The role of EGF has been examined in both pathological and normal tissue healing in
previous studies.[23] Epidermal growth factor was found to act as a mitogenic factor for epithelial and
endothelial cells, as well as for fibroblasts, and its application increased fibronectin
synthesis, angiogenesis, fibroplasia and collagenase activity.[23] The crucial effect of EGF is initiated after the formation of a hemostatic platelet
plug, which is a trigger step in wound healing.[23] Basal et al.[11] reported that EGF improves bone formation and microcirculation by provoking neoangiogenesis
in early-stage osteonecrosis of the femoral head. Kocyigit et al.[24] investigated the effects of EGF treatment in a rat model of Achilles tendon healing
and found more extensive vascularization, greater pericyte concentrations adjacent
to vessel endothelial cells, and higher adipocyte concentrations in EGF-treated rats
than in a normally healed group. However, they did not detect any biomechanical strength
differences between EGF-treated and non-treated groups.[24] Similarly, we found increased vascularity, greater collagen deposition, and higher
fibroblastic activity in EGF-treated rabbits with RCT. However, we were unable to
conduct biomechanical strength tests because the bone tendon junction is rather weak
in the animal rotator cuff.
Our findings indicated that injection of human recombinant EGF to a rabbit model of
experimental RCT repair seemed to improve healing even in the absence of surgical
repair. The fibroblastic activity, collagen deposition, and vascularity were all increased
by the EGF treatment compared with the sham treatment. To the best of our knowledge,
this is the first study to show a beneficial effect of EGF treatment on unrepaired
RCTs.
Limitations of Study
The main limitation of the present study is its experimental design as an animal study.

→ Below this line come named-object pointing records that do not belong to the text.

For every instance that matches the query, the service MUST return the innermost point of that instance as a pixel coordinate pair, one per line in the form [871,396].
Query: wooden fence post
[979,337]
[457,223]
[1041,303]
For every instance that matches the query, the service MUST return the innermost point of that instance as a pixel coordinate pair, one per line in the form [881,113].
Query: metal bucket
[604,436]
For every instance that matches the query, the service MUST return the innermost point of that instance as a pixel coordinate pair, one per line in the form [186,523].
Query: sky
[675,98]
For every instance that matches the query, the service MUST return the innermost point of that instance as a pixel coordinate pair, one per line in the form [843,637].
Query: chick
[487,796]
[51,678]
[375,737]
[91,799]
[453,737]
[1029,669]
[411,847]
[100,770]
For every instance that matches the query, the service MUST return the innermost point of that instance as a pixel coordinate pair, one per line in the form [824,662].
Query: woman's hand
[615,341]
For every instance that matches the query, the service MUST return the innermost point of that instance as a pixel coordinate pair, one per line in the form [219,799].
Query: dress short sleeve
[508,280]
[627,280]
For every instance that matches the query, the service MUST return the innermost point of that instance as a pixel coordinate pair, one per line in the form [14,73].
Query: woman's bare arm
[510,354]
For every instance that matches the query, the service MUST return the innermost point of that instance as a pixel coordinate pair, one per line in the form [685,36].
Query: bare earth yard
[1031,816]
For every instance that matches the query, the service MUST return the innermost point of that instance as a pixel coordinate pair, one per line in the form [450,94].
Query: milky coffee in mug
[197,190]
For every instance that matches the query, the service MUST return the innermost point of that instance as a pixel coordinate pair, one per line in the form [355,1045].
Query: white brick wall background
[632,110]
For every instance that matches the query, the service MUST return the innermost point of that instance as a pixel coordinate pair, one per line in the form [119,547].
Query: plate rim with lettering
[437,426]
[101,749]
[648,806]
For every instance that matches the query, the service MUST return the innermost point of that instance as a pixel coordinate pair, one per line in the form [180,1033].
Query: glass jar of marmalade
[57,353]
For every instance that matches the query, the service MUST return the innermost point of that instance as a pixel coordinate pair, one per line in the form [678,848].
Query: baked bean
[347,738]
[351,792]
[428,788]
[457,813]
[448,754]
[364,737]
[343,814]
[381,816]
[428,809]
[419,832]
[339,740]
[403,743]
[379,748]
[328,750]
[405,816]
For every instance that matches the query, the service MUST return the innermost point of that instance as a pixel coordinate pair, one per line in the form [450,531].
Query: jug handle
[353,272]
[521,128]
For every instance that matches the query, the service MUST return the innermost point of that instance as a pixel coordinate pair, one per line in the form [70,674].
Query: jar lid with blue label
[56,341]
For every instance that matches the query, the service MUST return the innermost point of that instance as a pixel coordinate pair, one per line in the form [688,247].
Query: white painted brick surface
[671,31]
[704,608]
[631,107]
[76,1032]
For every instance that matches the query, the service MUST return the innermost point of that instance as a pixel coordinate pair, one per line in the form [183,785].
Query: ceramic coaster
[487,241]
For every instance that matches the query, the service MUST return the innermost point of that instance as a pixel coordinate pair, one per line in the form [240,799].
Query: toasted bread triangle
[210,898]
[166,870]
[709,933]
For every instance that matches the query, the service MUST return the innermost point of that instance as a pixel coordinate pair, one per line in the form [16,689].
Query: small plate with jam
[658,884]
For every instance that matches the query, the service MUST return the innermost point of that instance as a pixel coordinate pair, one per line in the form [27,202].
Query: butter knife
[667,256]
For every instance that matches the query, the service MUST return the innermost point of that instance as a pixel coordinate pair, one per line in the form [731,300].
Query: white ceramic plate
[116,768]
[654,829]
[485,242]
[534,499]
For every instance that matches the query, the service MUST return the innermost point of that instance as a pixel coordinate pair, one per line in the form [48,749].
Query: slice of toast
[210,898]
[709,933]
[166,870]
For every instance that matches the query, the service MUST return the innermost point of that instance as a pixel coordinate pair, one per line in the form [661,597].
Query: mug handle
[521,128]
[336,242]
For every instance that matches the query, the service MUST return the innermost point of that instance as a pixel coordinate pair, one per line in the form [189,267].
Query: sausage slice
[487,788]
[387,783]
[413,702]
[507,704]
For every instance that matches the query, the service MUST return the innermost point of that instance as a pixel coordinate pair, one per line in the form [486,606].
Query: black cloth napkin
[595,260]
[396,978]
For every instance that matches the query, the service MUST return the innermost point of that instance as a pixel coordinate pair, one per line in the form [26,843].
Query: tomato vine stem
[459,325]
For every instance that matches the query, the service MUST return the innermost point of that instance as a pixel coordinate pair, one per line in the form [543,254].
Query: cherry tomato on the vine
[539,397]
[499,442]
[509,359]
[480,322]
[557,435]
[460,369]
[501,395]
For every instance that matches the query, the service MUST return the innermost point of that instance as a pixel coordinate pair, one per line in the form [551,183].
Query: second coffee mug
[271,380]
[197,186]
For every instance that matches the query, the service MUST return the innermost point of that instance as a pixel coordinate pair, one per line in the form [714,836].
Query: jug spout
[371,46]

The effect of EGF should, therefore, be confirmed in human subjects. Another limitation
is the small sample size, as the number of animals was kept as small as possible for
ethical reasons. A comprehensive histological analysis with larger sample sizes will
provide a better understanding of the effects of EGF.
Conclusion
In conclusion, EGF alone was found to enhance rotator cuff healing even in the absence
of repair surgery. However, EGF is even more effective when provided in combination
with RCT repair and the recovery seems faster. Therefore, the combination of EGF application
with rotator cuff repair could be beneficial for treatment of the RCT, as this injury
has a high recurrence risk due to insufficient healing.